Dr. Misha Kudryashev

Mikhail Kudryashev takes up a W2-Professorship

Mikhail Kudryashev's scientific career has been defined by his intensive work on the structure of proteins, those tiny building blocks of life. He has now been appointed to a Heisenberg Professorship at the Charité as of August 1, 2022.

Since August 2021, Dr. Mikhail Kudryashev has been heading the “In situ Structural Biology” lab at the Max Delbrück Center for Molecular Medicine in the Helmholtz Association (Max Delbrück Center) – and had received funding in the Heisenberg Program of the German Research Foundation (DFG), which can be converted into a professorship. To support the young scientist in this career leap, the Max Delbrück Center, in cooperation with Charité - Universitätsmedizin Berlin, started the necessary process early. Now, Kudryashev can accept the call to a W2(S) Heisenberg professorship at Charité.

Mikhail Kudryashev is convinced that the close proximity to patients at Charité, combined with the excellent research infrastructure at the Berlin-Buch campus, will boost his research: “The opportunity to study pathological conditions of patients will be of great benefit to us.” His research focuses on the structural biology of membrane protein complexes – proteins in the lipid layer of cell membranes. Among other things, they ensure the activation of ion channels which are the main modulators of signalling in nerve and muscle cells. These control mechanisms are of interest for drug development. “Substances with the ability to switch specific proteins on or off can cure diseases or improve the quality of life”, says the biophysicist.

View into the inner cell

The opportunity to study pathological conditions of patients will be of great benefit to us.
Prof. Dr. Mikhail Kudryashev
Prof. Mikhail Kudryashev Head of "In Situ Structural Biology" Lab

Kudryashev and his team use modern imaging techniques such as cryo-electron microscopy (cryo-EM) and cryo-electron tomography (cryo-ET) to examine cells or their individual components in their natural state and in their cellular environment – “in situ”. For cryo-EM purified proteins or entire cells are quickly frozen to very low temperatures to form an amorphous layer of ice which can be placed in a vacuum of an electron microscope. An electron beam penetrates the sample producing transmission images that are recorded. Many two-dimensional images of a sample are converted by software into a precise three-dimensional representation known as a tomogram. Tomograms of cells provide information about the interactions of molecules inside cells and about structure of proteins in their native environment.
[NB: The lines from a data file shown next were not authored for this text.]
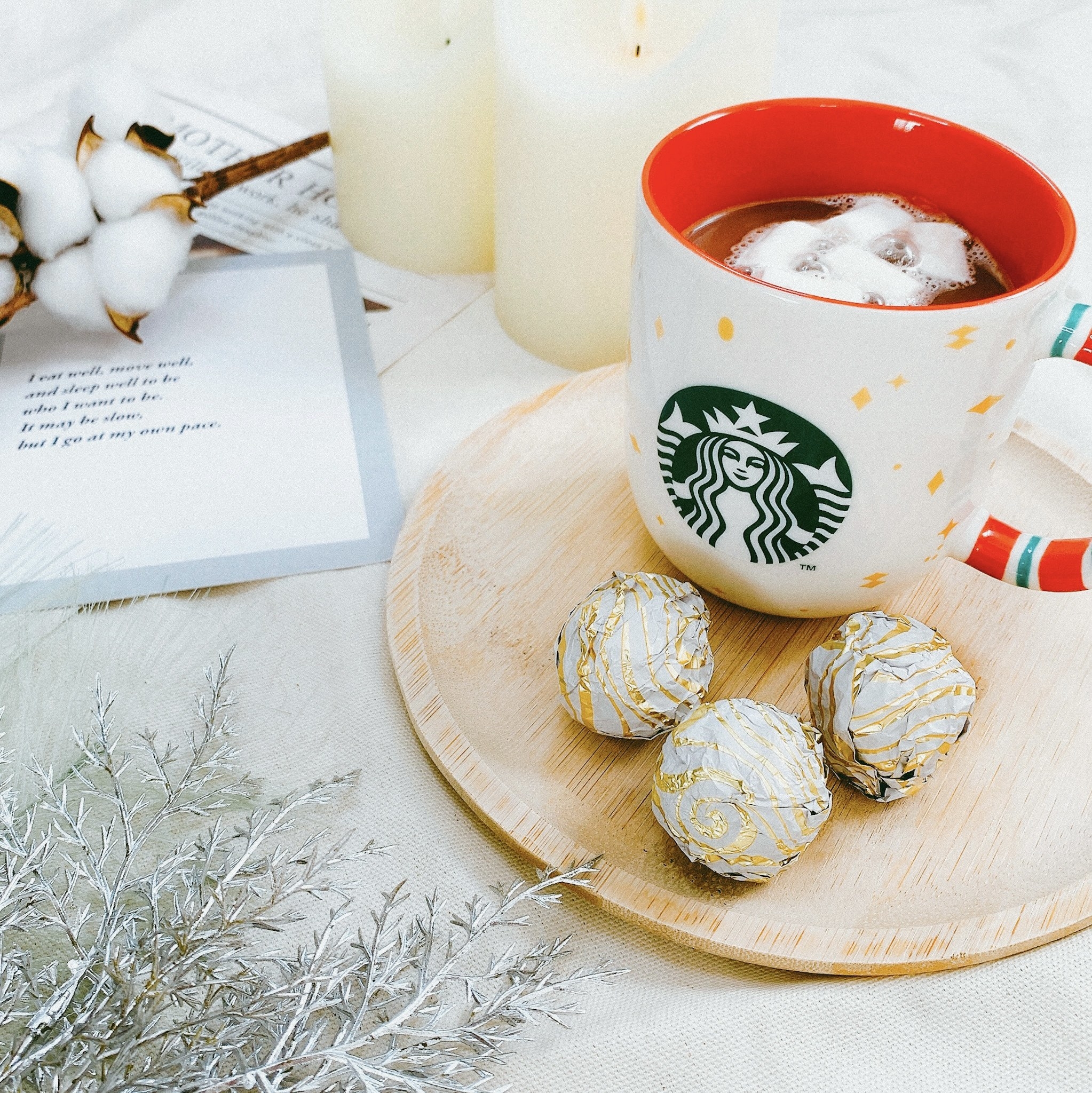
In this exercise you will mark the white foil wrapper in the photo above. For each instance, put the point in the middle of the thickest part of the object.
(634, 656)
(890, 700)
(741, 788)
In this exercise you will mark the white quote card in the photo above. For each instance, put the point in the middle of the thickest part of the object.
(245, 439)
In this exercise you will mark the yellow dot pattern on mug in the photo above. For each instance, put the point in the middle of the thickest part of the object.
(987, 403)
(961, 336)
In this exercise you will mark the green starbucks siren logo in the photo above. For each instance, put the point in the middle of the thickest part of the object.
(750, 477)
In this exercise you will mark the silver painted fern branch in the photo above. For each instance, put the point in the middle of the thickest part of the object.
(130, 955)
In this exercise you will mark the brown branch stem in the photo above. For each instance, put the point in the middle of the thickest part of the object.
(17, 303)
(216, 181)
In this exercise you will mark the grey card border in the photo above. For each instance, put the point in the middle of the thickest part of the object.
(382, 497)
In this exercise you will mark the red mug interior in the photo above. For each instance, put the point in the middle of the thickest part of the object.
(797, 148)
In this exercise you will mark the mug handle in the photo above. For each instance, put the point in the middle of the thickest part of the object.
(1028, 561)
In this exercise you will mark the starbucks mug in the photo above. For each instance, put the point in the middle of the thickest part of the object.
(806, 457)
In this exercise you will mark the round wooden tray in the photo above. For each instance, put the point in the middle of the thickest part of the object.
(994, 856)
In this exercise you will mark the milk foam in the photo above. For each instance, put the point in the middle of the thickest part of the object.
(877, 251)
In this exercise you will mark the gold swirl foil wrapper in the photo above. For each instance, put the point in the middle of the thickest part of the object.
(634, 656)
(890, 700)
(741, 788)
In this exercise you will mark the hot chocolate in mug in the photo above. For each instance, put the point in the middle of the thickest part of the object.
(806, 457)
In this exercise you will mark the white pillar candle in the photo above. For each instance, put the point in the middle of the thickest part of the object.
(585, 91)
(410, 86)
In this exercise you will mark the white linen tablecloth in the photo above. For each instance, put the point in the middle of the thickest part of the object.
(313, 674)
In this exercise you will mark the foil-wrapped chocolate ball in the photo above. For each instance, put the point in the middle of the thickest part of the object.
(634, 656)
(890, 700)
(741, 788)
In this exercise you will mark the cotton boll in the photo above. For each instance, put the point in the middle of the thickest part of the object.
(869, 218)
(137, 260)
(828, 288)
(54, 203)
(9, 281)
(123, 179)
(12, 163)
(116, 97)
(67, 289)
(944, 256)
(873, 275)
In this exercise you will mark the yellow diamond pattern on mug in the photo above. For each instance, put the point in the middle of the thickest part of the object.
(961, 337)
(986, 403)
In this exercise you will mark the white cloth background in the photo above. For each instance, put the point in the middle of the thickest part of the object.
(317, 693)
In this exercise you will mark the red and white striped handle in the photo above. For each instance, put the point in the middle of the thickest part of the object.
(1028, 561)
(1002, 551)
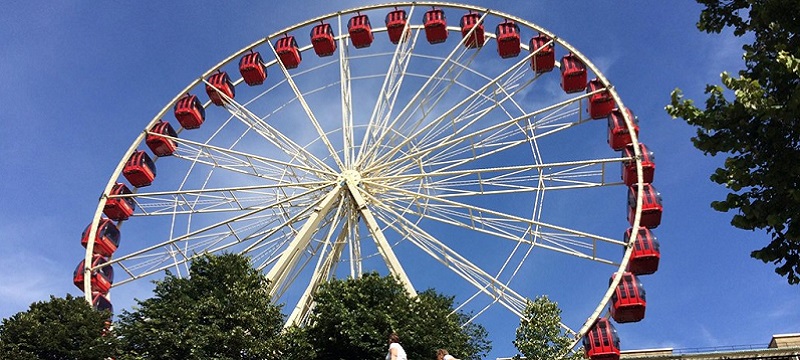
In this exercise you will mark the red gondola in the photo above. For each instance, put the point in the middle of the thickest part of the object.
(288, 51)
(360, 31)
(508, 43)
(544, 59)
(140, 170)
(602, 341)
(101, 279)
(628, 301)
(117, 208)
(322, 40)
(220, 83)
(600, 104)
(646, 252)
(651, 206)
(468, 22)
(395, 23)
(252, 68)
(100, 302)
(618, 134)
(190, 112)
(573, 74)
(160, 145)
(106, 240)
(629, 166)
(435, 26)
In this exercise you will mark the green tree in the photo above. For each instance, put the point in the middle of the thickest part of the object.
(758, 129)
(223, 311)
(65, 328)
(540, 336)
(353, 318)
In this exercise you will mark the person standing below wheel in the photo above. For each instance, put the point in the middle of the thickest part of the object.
(442, 354)
(396, 351)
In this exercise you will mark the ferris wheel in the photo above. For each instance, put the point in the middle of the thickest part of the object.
(405, 138)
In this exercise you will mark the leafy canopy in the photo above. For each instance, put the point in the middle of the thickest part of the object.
(57, 329)
(223, 311)
(540, 336)
(353, 318)
(758, 129)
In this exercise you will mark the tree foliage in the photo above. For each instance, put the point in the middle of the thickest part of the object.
(758, 128)
(353, 318)
(223, 311)
(540, 336)
(61, 328)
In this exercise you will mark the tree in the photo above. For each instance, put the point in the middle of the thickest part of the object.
(353, 318)
(65, 328)
(540, 336)
(759, 129)
(223, 311)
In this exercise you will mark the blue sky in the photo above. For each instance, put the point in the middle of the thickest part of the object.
(82, 80)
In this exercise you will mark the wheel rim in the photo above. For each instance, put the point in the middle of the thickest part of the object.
(450, 150)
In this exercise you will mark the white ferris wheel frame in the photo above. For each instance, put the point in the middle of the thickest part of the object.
(351, 181)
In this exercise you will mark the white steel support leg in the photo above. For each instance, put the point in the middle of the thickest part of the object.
(383, 245)
(322, 273)
(278, 274)
(347, 105)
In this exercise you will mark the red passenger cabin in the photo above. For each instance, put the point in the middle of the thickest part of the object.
(468, 23)
(629, 166)
(646, 252)
(140, 170)
(101, 279)
(100, 302)
(158, 143)
(628, 301)
(573, 74)
(618, 134)
(544, 59)
(190, 112)
(602, 341)
(322, 40)
(651, 206)
(395, 23)
(508, 43)
(119, 208)
(219, 84)
(106, 240)
(601, 103)
(288, 52)
(360, 31)
(252, 68)
(435, 26)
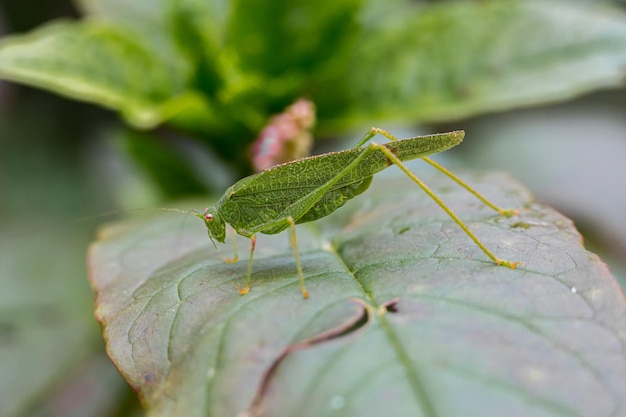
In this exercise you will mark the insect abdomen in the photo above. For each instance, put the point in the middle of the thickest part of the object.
(334, 199)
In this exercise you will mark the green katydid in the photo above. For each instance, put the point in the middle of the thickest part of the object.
(311, 188)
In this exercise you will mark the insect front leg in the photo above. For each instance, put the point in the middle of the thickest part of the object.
(294, 246)
(287, 221)
(235, 257)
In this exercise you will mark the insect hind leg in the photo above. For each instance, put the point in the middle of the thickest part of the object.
(390, 155)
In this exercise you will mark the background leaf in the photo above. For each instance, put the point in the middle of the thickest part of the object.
(101, 63)
(406, 315)
(456, 59)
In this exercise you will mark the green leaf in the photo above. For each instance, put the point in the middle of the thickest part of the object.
(406, 315)
(144, 78)
(455, 59)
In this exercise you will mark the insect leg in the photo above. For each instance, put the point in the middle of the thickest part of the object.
(505, 212)
(235, 257)
(441, 204)
(246, 288)
(294, 245)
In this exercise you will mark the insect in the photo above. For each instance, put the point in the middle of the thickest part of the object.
(310, 188)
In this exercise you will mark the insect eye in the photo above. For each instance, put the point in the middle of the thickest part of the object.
(208, 216)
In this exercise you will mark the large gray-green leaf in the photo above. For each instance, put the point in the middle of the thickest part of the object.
(455, 59)
(406, 315)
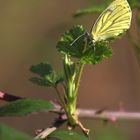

Kudryashev’s team develops algorithms for this technically challenging process to achieve the highest possible resolution.

Proteins again and again

After he finished his studies of physics at the Krasnoyarsk State University in Russian Siberia, he investigated the protein structures of malaria parasites in the lab of Professor Friedrich Frischknecht at the University of Heidelberg. There he worked with the cryo-EM for the first time. Using this technology, the researchers succeeded in imaging the architecture of the unicellular parasites. After four years in Heidelberg, Kudryashev joined the Biozentrum at the University of Basel in Switzerland. In the lab headed up by the Professors Henning Stahlberg and later Marek Basler, he studied proteins in the membranes of bacteria. He took charge of his own group for the first time in 2015 at the Max Planck Institute of Biophysics and the Buchmann Institute for Molecular Life Sciences at Goethe University in Frankfurt am Main where he worked on the structure and activation of ion channels – a topic he is now exploring further at the Max Delbrück Center.

With the Heisenberg Professorship, the DFG recognizes the “scientific quality and originality of the research project at an international level”. With this funding, it aims to support excellent scientists preparing for an academic leadership position and to further advance their projects. Mikhail Kudryashev's next project is the first publication, which he and his team at the Max Delbrück Center are currently working on. After just eleven months.